Abstract

We present a machine learning-based methodology to forecast conflict. This forecast aims to address both the long-term risk of violent conflict (defined as organized violence resulting in at least 10 fatalities over a 12 month period) and a short-term estimate of the number of violent events (defined as events due to organized violence resulting in at least one fatality over the next two months).

The long-term risk of violent conflict uses a classification approach called random forest (RF). It predicts whether a region will experience violent conflict (yes or no) over the coming 12 months. The short-term estimate of the number of violent events uses a deep learning technique called long-short term memory (LSTM) neural network for time series prediction. It predicts the intensity and direction of conflict in the coming two months.

When both models are applied to historic data of past conflict events not used in training or testing the machine learing methods, the RF focusing on predicting long-term risk on violent conflict captures 86% of future conflicts. The LSTM model estimates the number of conflict events for the coming two-month period and these predicted event counts are -on average- within ± 2 events from the observed event counts at the first-order administrative level, e.g. states or provinces within a country.

A web-based tool that houses the models allows users to explore forecasts and individual predictor indicators spatially and through time, providing additional information on underlying vulnerabilities as a first step toward enabling timely, effective water-related interventions to mitigate conflict and build peace.

Download RF Technical Note

Overview

The overall objective of the Global Tool of the Water, Peace and Security partnership is to offer a platform where actors from the global defense, development, diplomacy, and disaster relief sectors (among others) and national governments of developing countries can identify conflict hotspots before violence erupts, begin to understand the local context, and prioritize opportunities for water interventions. This requires information that is timely, accurate, and actionable. To meet user demand for early warning information, our ambition is to release an updated forecast every month. The tool allows users to explore the forecast, as well as underlying model inputs and contextual indicators across a variety of domains.

The foundation of our forecasting is an expansive library of quantitative indicators potentially related to conflict. The indicators used in our model—predictor variables—are available for exploration as both interactive maps and time series. Some indicators are not fit for use in a quantitative model but are nonetheless useful for decision-making. The tool includes these contextual indicators alongside the model inputs as spatial data. All tool functionality—access to datasets, metadata, and geospatial visualization specifications—is powered by the Resource Watch API, an open-source service designed to easily integrate into user workstreams.
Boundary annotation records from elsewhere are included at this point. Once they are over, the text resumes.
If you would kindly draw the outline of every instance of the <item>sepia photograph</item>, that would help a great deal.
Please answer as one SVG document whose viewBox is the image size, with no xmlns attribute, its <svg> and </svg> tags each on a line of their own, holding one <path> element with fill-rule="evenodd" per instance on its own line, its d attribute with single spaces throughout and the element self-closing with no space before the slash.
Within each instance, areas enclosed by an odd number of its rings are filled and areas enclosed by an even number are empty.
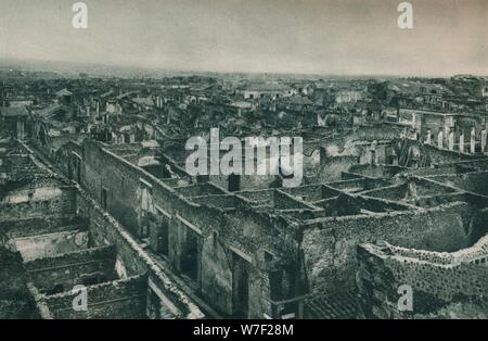
<svg viewBox="0 0 488 341">
<path fill-rule="evenodd" d="M 487 319 L 487 0 L 0 0 L 0 320 Z"/>
</svg>

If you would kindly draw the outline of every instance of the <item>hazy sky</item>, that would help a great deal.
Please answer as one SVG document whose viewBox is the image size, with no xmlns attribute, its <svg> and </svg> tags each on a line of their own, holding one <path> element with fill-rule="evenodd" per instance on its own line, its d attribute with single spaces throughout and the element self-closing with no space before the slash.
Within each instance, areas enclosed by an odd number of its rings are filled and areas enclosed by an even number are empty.
<svg viewBox="0 0 488 341">
<path fill-rule="evenodd" d="M 0 0 L 0 58 L 189 71 L 488 74 L 488 0 Z"/>
</svg>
The WPS Global Early Warning Tool is not intended to elucidate causal relationships between the predictor variables and conflict. It does, however, highlight instances of water shocks (i.e. heavy rains or drought) reflecting our audience’s interest in water-related interventions. While we do not know or claim that water shocks drive conflict, we do believe they are important for screening when on-the-ground adaptation measures are needed and work towards climate-sensitive peacebuilding.

 

Model performance

Long-term RF model

When applied to a historic dataset, overall, the model captures 86% of future conflicts, successfully forecasting over 9 out of every 10 ongoing conflicts and 6 out of 10 emerging conflicts. The trade-off for this high recall is low precision for emerging conflicts. Around 80% of all emerging conflict forecasts represent false positives, that is, instances where conflict was forecasted but did not actually occur. Ongoing conflicts have both high recall and high precision (<1% were false positives).

Short-term LSTM model

The nature of violent conflict, the complex direct and indirect pathways, and in this case conflict event counts, directs the performance assessment of the models towards a comparison against basic predictor models (baseline models) like a naïve forecast or even as basic as the average of actual observed conflict events. With measures like the Mean Absolute Scaled Error (MASE) and the Root Relative Squared Error (RRSE) we compare our deep learning prediction model to those types of basic predictor models.
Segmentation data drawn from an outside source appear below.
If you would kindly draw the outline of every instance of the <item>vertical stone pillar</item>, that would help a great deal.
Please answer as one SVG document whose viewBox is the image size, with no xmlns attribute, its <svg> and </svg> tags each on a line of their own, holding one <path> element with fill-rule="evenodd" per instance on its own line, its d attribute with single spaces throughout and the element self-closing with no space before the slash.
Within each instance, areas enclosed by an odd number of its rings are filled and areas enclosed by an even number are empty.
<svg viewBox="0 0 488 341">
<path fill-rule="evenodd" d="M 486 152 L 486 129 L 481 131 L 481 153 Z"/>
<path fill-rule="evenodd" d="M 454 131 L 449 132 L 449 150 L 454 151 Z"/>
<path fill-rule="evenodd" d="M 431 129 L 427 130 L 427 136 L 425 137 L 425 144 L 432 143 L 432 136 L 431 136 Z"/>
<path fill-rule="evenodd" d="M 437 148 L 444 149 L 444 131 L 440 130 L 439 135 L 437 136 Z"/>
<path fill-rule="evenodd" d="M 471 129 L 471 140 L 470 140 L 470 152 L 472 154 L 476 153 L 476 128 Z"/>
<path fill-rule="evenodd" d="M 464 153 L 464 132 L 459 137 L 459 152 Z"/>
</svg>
The MASE is a measure to determine the effectiveness of the conflict event prediction using the LSTM deep learning approach by comparing the predicted values with a naïve forecast. This naïve forecast equals the current prediction to the observed value in the previous time step. The MASE measure scales the Mean Absolute Error (MAE) of the prediction to the MAE of the baseline model. As such, a MASE of 1 demonstrates equal performance of the prediction model to the baseline. With a MASE below 1, the prediction model outperforms the baseline in terms of absolute differences between observed and predicted event counts. The MASE of our conflict event prediction model at the first-order administrative level is 0.56. Compared to the naïve forecast baseline, by utilizing the LSTM prediction model the MAE decreases by 44 percent.

The Root Relative Squared Error Loss (RRSE) is another measure to determine the effectiveness of the conflict event prediction to a baseline model. In this case, by comparing the predicted event counts to the average of the observed conflict events. Like the MASE measure, a RRSE of 1 demonstrates equal performance of the prediction model to the baseline. With a RRSE below 1, the prediction model outperforms the baseline in terms of quadratic differences between observed and predicted event counts. The RRSE of our conflict event prediction model at the first-order administrative level is 0.73. Compared to the average conflict event value, the LSTM prediction model decreases the RSE by 27 percent.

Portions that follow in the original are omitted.